The first thing I learned about Brant was that he was an incredibly talented drummer. Early in our friendship he was proud to show off videos and demo tapes from the band he’d been a part of back in the St. Louis area, where his family had moved from. I’ve always supported him in his various musical endeavors, from high school on. These days, he’s in a band called Veritae, based out of the Chicago area.
A little over a year ago, Brant contacted me about helping him set up a Web site for his band, and I happily agreed to help in any way I could. What I soon found out, though, was that this was not to be a “normal” Web-design endeavor. As part of the deal his band had made with their producer, they got Web hosting along with their studio time.
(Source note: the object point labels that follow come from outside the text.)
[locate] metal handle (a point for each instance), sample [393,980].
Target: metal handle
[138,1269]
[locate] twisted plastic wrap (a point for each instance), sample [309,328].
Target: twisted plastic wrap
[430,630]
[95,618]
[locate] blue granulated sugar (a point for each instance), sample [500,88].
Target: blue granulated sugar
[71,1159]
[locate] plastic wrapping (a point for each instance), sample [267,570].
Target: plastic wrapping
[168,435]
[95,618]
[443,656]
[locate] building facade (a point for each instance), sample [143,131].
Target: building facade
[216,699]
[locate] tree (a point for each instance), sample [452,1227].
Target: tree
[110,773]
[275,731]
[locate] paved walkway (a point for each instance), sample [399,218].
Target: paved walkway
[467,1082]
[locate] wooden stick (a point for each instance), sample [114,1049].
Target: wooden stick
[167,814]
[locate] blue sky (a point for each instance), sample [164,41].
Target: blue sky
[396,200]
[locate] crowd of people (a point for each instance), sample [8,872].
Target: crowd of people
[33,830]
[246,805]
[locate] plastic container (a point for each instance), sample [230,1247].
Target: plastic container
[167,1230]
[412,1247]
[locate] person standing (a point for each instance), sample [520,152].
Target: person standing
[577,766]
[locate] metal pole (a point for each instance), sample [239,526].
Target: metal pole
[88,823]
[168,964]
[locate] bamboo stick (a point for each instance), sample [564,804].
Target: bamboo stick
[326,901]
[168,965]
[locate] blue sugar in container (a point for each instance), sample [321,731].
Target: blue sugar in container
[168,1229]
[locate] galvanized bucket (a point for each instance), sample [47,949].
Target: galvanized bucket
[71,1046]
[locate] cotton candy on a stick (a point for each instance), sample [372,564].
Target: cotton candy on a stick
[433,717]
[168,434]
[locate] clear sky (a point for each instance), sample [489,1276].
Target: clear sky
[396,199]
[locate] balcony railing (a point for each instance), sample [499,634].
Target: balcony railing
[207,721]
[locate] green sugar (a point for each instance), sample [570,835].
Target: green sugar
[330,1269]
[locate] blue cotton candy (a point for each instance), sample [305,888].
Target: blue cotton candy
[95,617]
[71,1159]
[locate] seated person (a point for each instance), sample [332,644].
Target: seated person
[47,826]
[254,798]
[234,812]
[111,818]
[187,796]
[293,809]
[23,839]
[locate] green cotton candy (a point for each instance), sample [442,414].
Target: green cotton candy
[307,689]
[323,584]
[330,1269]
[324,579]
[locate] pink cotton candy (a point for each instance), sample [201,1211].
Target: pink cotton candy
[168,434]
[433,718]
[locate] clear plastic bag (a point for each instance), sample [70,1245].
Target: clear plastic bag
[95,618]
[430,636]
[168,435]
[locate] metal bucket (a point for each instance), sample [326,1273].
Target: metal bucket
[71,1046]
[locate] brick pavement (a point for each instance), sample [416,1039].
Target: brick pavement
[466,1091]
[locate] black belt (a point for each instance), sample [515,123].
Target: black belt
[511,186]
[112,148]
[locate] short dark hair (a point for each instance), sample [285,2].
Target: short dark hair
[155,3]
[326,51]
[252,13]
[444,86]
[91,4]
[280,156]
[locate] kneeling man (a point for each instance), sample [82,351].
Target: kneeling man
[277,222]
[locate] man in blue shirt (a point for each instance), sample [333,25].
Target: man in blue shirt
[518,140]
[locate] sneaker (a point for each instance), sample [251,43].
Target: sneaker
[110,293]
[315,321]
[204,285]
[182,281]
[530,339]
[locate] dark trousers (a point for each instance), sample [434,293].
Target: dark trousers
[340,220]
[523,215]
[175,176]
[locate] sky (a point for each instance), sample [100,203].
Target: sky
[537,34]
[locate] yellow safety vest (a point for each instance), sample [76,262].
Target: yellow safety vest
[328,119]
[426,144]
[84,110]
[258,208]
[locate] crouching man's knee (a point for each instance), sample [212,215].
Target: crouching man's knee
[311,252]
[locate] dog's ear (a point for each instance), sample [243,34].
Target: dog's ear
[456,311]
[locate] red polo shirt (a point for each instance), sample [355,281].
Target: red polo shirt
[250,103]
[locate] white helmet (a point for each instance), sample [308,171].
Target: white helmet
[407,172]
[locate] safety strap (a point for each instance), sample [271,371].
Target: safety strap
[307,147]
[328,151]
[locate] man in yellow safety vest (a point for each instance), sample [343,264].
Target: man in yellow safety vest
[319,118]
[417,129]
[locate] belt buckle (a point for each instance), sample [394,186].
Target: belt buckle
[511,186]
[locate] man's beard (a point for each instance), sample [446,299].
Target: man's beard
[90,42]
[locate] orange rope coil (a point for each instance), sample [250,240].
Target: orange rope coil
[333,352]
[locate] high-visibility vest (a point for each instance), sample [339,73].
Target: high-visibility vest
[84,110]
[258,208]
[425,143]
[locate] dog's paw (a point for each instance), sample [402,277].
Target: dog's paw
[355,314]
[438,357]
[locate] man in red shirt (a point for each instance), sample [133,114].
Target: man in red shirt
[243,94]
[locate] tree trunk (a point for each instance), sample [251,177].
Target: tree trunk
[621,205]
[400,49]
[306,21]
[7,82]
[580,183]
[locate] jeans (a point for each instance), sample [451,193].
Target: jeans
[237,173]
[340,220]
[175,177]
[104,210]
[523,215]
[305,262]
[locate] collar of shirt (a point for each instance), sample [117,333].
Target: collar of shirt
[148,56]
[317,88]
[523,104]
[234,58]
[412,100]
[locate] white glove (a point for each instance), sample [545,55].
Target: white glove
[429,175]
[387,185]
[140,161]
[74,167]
This wasn’t just Web hosting, though; it included a Flash-based site creation tool called Habitat that I would be using to create their site.
It’s worth noting at this point that generally when I make a Web site, I do it using one tool, and one tool only: vi. So a completely Flash-based graphical tool that designs a Flash-based Website for you is about as much of a polar opposite from my preferred style as you can get. This causes, unsurprisingly, quite a bit of frustration on my part. I’m sure some people find the idea of this Habitat tool to be a great idea; even I can admit that it’s novel. I’m certainly not alone, however, in my criticisms of Flash.
It’s been an interesting experience, then, trying to keep the band happy with the site, while at the same time loathing myself for using something and creating something that I consider to be a great example of everything that is wrong with the Internet. It loads slowly, uses way more bandwidth than necessary, is completely inaccessible, and requires a browser plug-in in order to view any of the content on the site. The one thing the Habitat guys deserve credit for is making a Flash-based site that is bookmarkable. However, this was at the cost of additional load times when you traverse between sections, so even that can’t be viewed as a total positive.
I have to remind myself, though, that this is the music industry, and flash (with a lower-case ‘f’) and style can make all the difference in the world when trying to catch people’s attention. This is the same industry that uses MySpace as of late as its primary means of independent publicity.
After several months of inactivity, there was a crash with the band’s site, and I’ve spent some time yesterday and today recreating it. I’m not happy with it, and still have several gripes, but feel it my duty nonetheless to advertise Veritae’s Web page and drive any traffic I can to their site.
The site loaded quickly for me. Nice work, although the text needs some serious editing. Not your writing, is it?
It’s a direct copy-and-paste job from what they sent me. The editing interface is so horrendous, I didn’t feel the desire to do anything more than that.